The unconscious bias question
Imagine that you are the designated welcomer in church. Today, there is a newcomer: tall, well dressed, and confident. How do you respond?

Another week, another newcomer: this time unkempt, smelly, eyes not meeting yours. Try to imagine what you would feel and how you would respond. If you are honest with yourself, working on initial reactions, what are the differences between your two welcomes? Even if you fight against your initial reactions and your welcome is identical in both situations, what do such instincts do to us and to those around us?
Recently, a group involved in the discernment of new clergy and reader vocations spent half a day learning about unconscious bias — the way that we can show bias towards some people over others, without reason or intention.

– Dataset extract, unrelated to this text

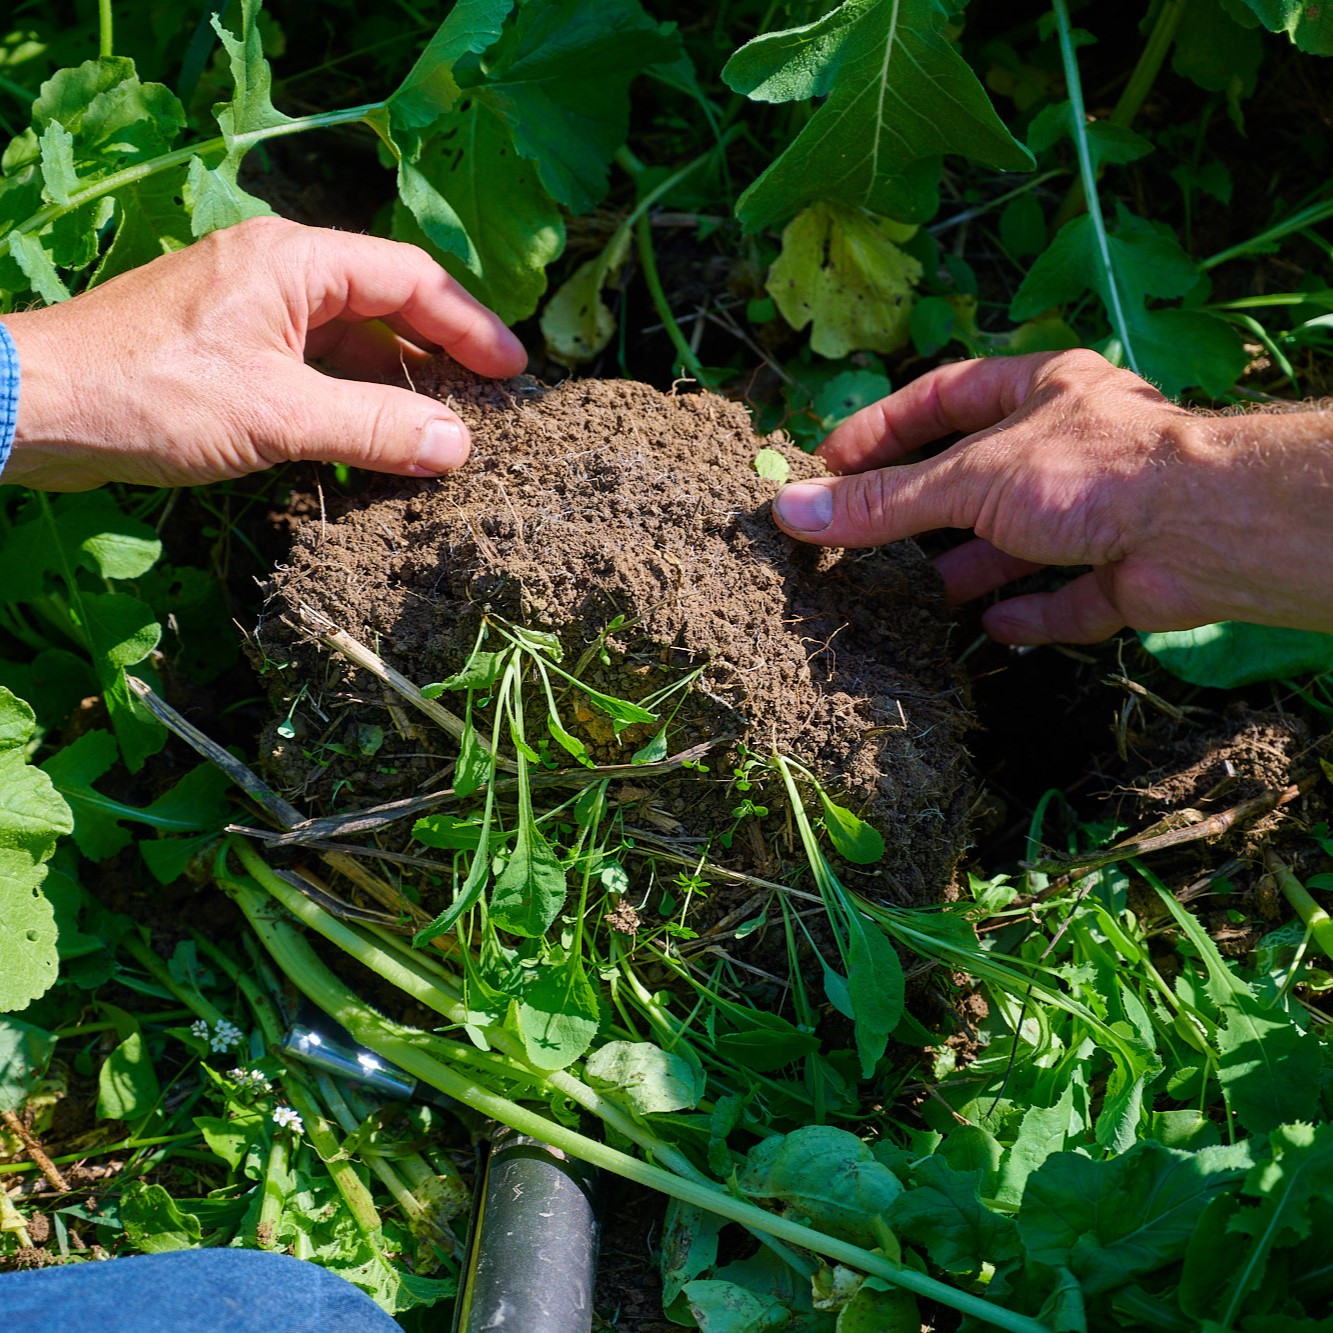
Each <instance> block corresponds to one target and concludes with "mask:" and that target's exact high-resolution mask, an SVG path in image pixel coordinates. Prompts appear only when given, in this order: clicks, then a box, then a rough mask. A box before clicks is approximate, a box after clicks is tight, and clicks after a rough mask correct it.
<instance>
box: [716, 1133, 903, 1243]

This training day put me in mind of the book I’m reading, Thinking, Fast and Slow by Daniel Kahneman. Kahneman received a Nobel Prize for economics for his lifetime’s work researching our biases, shortcuts, rules of thumb and the mistakes these can lead to. He concludes that we all employ ‘fast thinking’ and ‘slow thinking’.
Fast Thinking
Fast thinking is all the stuff you do automatically – walking, talking, reading and 2+2. This is our normal mode of being – moment-to-moment we make hundreds of decisions automatically, without really having to ‘think’. This is our preferred way of working.
Fast thinking serves us well most of the time but doesn’t always work. Kahneman showed how readily we misjudge probabilities, character, even maths problems. For example, he asked Harvard students “if a bat and ball costs £1.10 and the bat costs £1 more than the ball, how much does the ball cost?” More than half missed the correct answer (5p), too readily trusting their intuitive, fast thinking.
Slow Thinking
Slow thinking is the conscious, deliberate thinking of learning and problem-solving. It’s hard work and we try to cut corners on it.
Indeed, we can function so effectively because we have an armoury of shortcuts and rules of thumb. Meeting someone who matches our image of untrustworthiness we tend to react according to our learnt pattern, even though ‘slow’ thinking might question that bias. Our brains are machines for jumping to conclusions.
The Dilemma
This matters hugely to economists but is also pertinent to the church. For so long church leadership has been the preserve of white, middle-class, middle-aged men and this has shaped our image of what it takes to be a reader, priest, or bishop – which goes a long way to explaining how we unconsciously fall into discrimination. “I do not do the good I want, but the evil I do not want is what I do,” says Paul in Romans 7. What Paul says is true for all of us, and the decisions we make.
So, what can we do with this new-found awareness? If we acknowledge that we jump to conclusions, we begin questioning ourselves and each other, and sharpening our reason. As we grow in discipleship we are able to transform our behaviour: our ‘fast’ thinking becomes more Christ-like. Knowing our biases and fighting them, we can change not only ourselves, but also our churches and our world, for good.
Further reading: Daniel Kahneman: Thinking, Fast and Slow, Penguin, 2012.